When asked what you should say to encourage a child when you can’t use words like smart.
The question is if you can't say smart, what can you say? You can say so many other things. One thing is you can just show interest in the process that the child or other person is engaging in and in our research that's what we've shown is effective, focusing on the process or appreciating the process someone is engaging in or has engaged in so just show interest, ask questions, give encouragement if they've been grappling with something and they've tried new strategies or stuck to the strategy. One parent said, ‘oh I hate it 'cause I can't appreciate it when my child does something great.' I said, ‘well where did you get that from?' Of course you can appreciate it, then tie it to something they engaged in. ‘Oh, you couldn't do that yesterday, you made progress, that's so exciting, oh that's great you really stuck to it and learned it. Or, you tried all different ways and look that worked.’ So you're really appreciating some outcome where they are and you're talking about how they got there. But if you don't have that information just ask them. Never praise effort that isn't there.
When asked how she thinks shame plays a part in a fixed versus growth mindset?

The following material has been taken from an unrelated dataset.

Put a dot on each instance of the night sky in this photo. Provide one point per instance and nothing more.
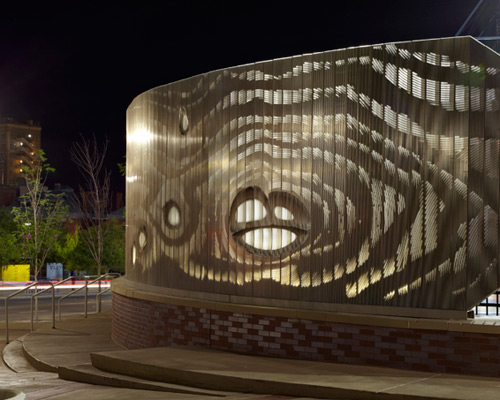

Oh, that's a great question. We have studied that and we have shown that shame is a big factor in a fixed mindset. You don't want to take on a challenge. It's humiliating to have a setback within a fixed mindset, it means you're not the person you want to be and other people aren't going to look at you in the same way. We've studied it in adolescence, adolescents in a fixed mindset feel incredible shame when they are excluded or rejected and that makes them want to lash out violently. And research for many years, many people's research has shown that shame is not a productive emotion. It makes you want to hide or lash out, both of which are not gonna get you, in the long run, where you want to be. In a growth mindset you can feel very disappointed. You can feel hurt. You can feel guilty. You can feel a lot of things but these are emotions that allow you to go forward and be constructive.
When asked if she sees any context in which a fixed mindset is more beneficial than a growth mindset?
Well, first let me say that a growth mindset doesn't require you to go around improving everything. You can focus and you can say no I'm not gonna do that, no I'm not gonna do that. But research, not my research but research of others has in fact looked at this question and found two areas so far in which a fixed mindset is better. One is sexual orientation. People who accept that this is who they are and this is who they're meant to be seem to be better adjusted than people who think ‘I should be changing.' And the other is aging. So, it's nice to feel you can stay young through exercise and so forth but people who run around nipping and tucking and the tummy tuck and the this that and the other and it's kind of a desperate attempt to retain extreme youth that doesn't seem to be so great either. But when it comes to skill areas it looks like a growth mindset is typically more advantageous.
Dweck's book, Mindset: The New Psychology of Success, is worth reading in its entirety.